A Eduardo, Gustavo y a mí siempre nos vestían iguales, si a los gurises les ponían shorts blancos a mí me ponían pollera tableada del mismo color. Para completar el conjunto nos ponían camisacos, así se decía en esa época, de color azul. Era una prenda bastante masculina que a mí no me hacía sentir muy bien pero…cómo éramos hermanos y a veces nos disciplinábamos, lo aceptaba. Fue un momento en nuestra infancia que todavía vivíamos en la estancia” Las Palmitas”. Eduardo me llevaba un año y yo le llevaba dos a Gustavo. El y yo siempre siempre estabábamos juntos. Se prendía de mi mano o de mi pollera y yo lo llevaba a cualquier lugar. El campo era grande y teníamos a nuestra disposición parte de la peonada que nos cuidaba, además de Mulata, que siempre estaba viendo que no hiciéramos de las nuestras o sea, “que nos portáramos lo mejor posible”. Teníamos un gallinero donde había un solo gallo y muchas gallinas ponedoras. Nunca entrábamos a ese lugar, los huevos los recogía Mulata por la mañana. Esta historia se remonta a mis 4 años y 2 de Gustavo.
Nos encantaba, por lo menos a mí, mirar entre los alambres del gallinero la arquitectura del mismo, me parece que para esos años de la década del 60, era una construcción bastante adelantada. Era una gran cubierta con una forma de mariposa que otorgaba sombra a los plumíferos pero también llevaba, cuando llovía, el agua de la lluvia a un gran balde rectangular de material tipo lata. Me gustaba mucho ese balde, brillaba en los días de cielo con sol abierto. Teníamos absolutamente prohibido ingresar a ese lugar por eso ejercía fascinación sobre mí.

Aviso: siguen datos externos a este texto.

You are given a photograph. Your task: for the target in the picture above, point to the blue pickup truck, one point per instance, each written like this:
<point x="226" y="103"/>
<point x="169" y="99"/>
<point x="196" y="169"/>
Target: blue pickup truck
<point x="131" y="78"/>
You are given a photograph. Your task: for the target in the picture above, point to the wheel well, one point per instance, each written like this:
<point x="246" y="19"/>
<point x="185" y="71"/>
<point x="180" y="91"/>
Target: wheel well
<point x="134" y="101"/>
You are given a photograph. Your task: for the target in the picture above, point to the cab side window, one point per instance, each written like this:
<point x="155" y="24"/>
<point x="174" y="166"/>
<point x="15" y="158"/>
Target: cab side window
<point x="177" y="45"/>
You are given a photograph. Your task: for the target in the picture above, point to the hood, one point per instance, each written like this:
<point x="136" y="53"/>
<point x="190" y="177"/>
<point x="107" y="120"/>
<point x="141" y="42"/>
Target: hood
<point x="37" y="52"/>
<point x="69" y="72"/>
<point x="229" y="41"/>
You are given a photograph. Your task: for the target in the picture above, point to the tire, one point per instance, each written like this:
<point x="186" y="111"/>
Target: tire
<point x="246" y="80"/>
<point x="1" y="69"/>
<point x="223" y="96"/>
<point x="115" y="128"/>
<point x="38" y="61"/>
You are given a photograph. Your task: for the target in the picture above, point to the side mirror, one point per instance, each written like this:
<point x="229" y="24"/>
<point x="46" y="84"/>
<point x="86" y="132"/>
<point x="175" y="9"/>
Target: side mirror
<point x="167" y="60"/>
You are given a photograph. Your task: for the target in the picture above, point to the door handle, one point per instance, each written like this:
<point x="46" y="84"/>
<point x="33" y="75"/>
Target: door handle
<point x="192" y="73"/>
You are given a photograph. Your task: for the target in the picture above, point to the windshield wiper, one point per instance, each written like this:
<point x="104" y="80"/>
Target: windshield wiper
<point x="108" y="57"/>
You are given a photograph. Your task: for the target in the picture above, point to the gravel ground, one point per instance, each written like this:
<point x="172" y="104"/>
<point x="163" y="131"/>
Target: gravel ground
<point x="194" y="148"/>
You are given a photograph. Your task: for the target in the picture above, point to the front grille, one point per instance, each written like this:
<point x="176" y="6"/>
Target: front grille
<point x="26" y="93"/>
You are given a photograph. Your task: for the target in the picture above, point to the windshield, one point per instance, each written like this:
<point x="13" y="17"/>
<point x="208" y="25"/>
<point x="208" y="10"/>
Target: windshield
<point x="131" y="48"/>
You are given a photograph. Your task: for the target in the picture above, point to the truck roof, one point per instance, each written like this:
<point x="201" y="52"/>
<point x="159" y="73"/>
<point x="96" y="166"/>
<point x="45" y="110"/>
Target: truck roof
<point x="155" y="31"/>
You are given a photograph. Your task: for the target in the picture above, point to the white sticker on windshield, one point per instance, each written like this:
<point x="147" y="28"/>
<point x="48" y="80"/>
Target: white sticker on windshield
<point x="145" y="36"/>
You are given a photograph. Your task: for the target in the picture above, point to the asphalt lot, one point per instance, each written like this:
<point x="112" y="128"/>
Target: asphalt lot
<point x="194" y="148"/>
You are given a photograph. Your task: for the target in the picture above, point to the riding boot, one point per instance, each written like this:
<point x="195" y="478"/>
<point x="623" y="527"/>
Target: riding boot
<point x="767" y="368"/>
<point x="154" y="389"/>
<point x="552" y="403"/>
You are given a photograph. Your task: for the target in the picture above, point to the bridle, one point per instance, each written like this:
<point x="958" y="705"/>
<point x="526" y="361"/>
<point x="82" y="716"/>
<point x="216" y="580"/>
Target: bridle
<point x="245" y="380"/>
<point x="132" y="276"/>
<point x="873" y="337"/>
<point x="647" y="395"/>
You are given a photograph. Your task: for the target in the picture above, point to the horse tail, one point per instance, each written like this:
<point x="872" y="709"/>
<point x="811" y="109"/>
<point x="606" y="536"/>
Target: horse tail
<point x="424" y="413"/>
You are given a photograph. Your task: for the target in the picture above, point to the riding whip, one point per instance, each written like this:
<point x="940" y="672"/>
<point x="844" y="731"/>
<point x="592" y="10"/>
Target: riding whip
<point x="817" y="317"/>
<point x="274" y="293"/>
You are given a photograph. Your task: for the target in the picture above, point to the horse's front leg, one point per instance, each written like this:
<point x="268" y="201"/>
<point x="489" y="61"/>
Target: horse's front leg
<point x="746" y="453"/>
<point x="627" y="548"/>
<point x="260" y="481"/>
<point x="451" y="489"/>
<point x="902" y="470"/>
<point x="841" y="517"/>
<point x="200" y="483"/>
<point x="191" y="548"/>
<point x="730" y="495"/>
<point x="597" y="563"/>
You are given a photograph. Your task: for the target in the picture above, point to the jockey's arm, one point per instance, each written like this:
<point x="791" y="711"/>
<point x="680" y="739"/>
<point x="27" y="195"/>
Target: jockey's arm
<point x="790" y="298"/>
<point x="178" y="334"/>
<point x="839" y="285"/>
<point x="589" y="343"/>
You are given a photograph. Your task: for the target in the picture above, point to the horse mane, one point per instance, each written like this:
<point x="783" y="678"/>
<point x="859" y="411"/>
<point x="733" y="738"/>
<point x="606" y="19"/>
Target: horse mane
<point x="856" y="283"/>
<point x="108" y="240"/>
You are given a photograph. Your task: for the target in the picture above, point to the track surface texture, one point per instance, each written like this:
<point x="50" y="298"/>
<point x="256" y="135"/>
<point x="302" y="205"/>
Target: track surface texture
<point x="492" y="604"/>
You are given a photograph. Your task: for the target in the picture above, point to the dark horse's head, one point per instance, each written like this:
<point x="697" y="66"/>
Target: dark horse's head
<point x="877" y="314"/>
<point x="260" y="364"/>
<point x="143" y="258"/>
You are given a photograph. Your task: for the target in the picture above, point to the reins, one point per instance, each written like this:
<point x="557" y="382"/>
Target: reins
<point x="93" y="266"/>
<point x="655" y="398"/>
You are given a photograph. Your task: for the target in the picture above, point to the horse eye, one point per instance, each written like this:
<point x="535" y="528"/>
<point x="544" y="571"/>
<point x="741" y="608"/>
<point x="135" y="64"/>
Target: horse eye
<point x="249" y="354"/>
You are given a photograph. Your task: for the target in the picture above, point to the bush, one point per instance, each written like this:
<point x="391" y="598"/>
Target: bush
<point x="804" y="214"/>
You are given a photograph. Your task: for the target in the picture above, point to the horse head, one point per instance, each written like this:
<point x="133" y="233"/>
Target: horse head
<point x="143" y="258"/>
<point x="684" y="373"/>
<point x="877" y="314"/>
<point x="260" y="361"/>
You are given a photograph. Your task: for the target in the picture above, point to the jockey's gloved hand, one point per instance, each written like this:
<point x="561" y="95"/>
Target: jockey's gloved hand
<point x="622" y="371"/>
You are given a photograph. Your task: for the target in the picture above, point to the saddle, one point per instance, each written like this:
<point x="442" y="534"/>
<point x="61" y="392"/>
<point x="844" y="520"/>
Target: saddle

-Beatriz no se te ocurra andar caminando cerca del gallinero y menos llevar a la rastra a Gustavo. Eso decía mamá que conocía perfectamente mis apetencias por la desobediencia. Era como un ejercicio natural en mí. Se desarrollaba sólo.
Pero llegó el día, lo pensé durante semanas, que iba a entrar con Gustavo a ese gallinero, ese territorio iba a ser nuestra próxima aventura. Abrí con fuerza y coraje la manija, que por suerte estaba bastante baja en la puerta del lugar prohibido.
Gustavo que ya caminaba hace tiempo pero no hablaba casi nada me siguió agarrado a mi pollera a cuadros roja azul y blanca, una de mis preferidas. Entramos sigilosamente pero en un momento vi que él se había soltado de mí y yo estaba a unos cuantos pasos separada . Y Ahí lo vi, a él. Un gallo blanco de cresta roja que se dirigía a mi hermanito. Gustavo aterrado lanzó un agudo grito pero de dolor pues el infame gallo, el novio de todas esas “putas gallinas ponedoras”, lo picoteó en la oreja derecha justamente en el lóbulo. Me paré enfurecida, roja de rabia agarré al gallo de las patas y lo revoleé tantas veces como me era posible. Lo único que quería era vengar a mi hermanito. Gritaba mientas giraba y giraba :-A mi hermano no, a mi hermano no .El gallo cayó medio desarmado justo en el filo del balde y aproveché ese momento , agarré a Gustavo y salimos de ahí, de ese lugar horrible. Ahí comprendí la prohibición. Lo que no me di cuenta en el trajinar de la batalla fue que dejé la puerta abierta del lugar y varias gallinas aprovecharon para escapar. Mulata corrió en nuestro auxilio pues la oreja de Gustavo sangraba bastante. La consecuencia fue grave, varios días sin salida y a Gustavo le quedó un tic en donde siempre se acariciaba esa parte de la oreja. Tuvo tan mala suerte que cuando nos fuimos a vivir a la ciudad, en segundo año de escuela un compañero que tenía su mismo nombre, por curiosidad nomás, le cortó apenitas la oreja esa. Ahora que Gustavo ya no vive más acá en el paisito tendría que preguntarle si sigue teniendo ese movimiento de caricia o de protección por ese shock en la infancia de las travesuras locas.